The physical needs are a little more obvious, a little more intuitive, but I encourage you to take a moment this year to think about your kiddo’s mental needs as well. They’re walking back into school and back into peer pressure.
Peer pressure can be positive or negative, but in either case, your teen has the right to decide what their non-negotiables are this year. The best way to make sure your teen is equipped to handle peer pressure is to make sure they know about their own voice. It might be cliche, but communication really is key.
There are three forms of communication that your teen should be empowered to use before they walk back into that school building this year: peer, parent/teacher, and self.
The emotional quotient, or EQ, is all about how we feel. How does peer pressure make your child feel? How does talking to authority figures make them feel? Plan ahead with your child’s EQ in mind now and practice communication tactics—it can make all the difference.
1. Peer Communication
Peer pressure is inevitable, and again, there is a good and bad side to it. Pressure on how to look, on who to hang out with, and on how to act. School is one giant social cue waiting to happen, and that is a lot to handle during puberty!
Empower your child to set healthy boundaries of their own and to set up non-negotiables to guide them under this pressure. If someone encourages them to act or communicate in a way that compromises their boundaries, it’s okay to communicate how that makes them feel.

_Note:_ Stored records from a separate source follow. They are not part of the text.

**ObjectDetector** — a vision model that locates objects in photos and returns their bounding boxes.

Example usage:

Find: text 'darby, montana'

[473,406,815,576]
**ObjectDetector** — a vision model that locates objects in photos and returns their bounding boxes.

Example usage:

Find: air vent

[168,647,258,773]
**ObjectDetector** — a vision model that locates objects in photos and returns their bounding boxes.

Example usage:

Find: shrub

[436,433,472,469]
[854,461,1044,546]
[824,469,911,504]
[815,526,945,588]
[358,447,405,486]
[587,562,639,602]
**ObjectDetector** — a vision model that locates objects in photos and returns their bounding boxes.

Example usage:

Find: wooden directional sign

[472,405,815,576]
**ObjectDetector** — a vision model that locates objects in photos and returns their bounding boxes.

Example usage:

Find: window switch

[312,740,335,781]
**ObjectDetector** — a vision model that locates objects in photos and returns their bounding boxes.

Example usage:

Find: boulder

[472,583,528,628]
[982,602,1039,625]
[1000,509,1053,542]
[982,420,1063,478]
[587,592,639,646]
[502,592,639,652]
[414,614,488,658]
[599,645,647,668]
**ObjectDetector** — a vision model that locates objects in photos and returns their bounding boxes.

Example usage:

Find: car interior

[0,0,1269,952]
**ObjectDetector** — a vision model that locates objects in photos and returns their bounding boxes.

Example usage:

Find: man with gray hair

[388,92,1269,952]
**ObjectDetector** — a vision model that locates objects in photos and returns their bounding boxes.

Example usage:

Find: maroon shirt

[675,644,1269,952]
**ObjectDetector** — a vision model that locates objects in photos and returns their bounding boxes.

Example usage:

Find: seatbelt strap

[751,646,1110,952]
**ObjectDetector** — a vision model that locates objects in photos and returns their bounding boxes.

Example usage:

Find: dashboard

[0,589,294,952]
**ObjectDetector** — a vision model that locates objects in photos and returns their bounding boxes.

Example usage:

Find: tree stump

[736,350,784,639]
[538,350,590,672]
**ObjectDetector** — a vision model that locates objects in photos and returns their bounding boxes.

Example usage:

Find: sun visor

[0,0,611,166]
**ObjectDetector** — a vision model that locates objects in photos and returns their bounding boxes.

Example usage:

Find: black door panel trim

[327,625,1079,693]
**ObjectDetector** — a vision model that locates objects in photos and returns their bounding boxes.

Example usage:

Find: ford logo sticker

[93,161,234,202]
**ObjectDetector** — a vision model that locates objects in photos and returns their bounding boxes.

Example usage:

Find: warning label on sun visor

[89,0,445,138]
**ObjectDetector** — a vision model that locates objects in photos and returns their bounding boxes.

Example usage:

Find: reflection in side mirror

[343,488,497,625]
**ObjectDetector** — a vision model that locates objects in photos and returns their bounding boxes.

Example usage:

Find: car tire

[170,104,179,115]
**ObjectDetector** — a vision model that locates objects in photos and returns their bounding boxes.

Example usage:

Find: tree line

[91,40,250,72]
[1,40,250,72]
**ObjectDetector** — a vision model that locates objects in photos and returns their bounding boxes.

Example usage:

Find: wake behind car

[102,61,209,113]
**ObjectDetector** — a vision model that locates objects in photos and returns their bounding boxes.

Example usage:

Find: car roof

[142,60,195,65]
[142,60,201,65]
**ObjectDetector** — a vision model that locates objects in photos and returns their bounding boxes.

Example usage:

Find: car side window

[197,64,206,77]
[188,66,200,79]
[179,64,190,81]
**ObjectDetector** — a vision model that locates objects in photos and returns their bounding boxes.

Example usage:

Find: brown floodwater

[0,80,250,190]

Practice makes perfect! Give your child some key phrases to say in the heat of the moment so they can avoid unnecessary confrontation. “Hey, that made me feel __. Please stop.”
2. Parent/Teacher Communication
The adults in a teen’s life are here to be resources, but we can get lost under the tidal wave of pressure these kiddos face. Emphasize that communication with a trusted adult is not tattle-taling or snitching; it’s upholding the boundaries your child sets for themselves.
And this doesn’t always have to be a ‘get so-and-so in trouble’ situation: sometimes it’s good to vent to an adult just to get things off their chest—no strings attached. Tell your child that the little voice inside of them is very smart, and it knows when something doesn’t feel right.
This is another great opportunity to practice together. Communicating with parents/teachers should be done calmly and with respect whenever possible to achieve the best, most direct results.
It may seem obvious to some of us adults, but clear and honest self-communication is so important. It’s that little voice again, the one that tells us how we feel and advises us how to act. Sometimes communication with ourselves is positive, but it can be negative too.
Talk about positive self-talk with your kiddos and empower them to be their own cheerleaders. Okay, maybe with a less cheesy spin: encourage them to be their own advocates. It’s healthy to give yourself a pat on the back and to second-guess yourself. It’s part of being human.
Self-communication happens a lot internally, but it can also be expressed externally! Writing in a journal, creating private audio diaries, and even drawing are all great ways for your teen to talk to themself and work out the issues they face.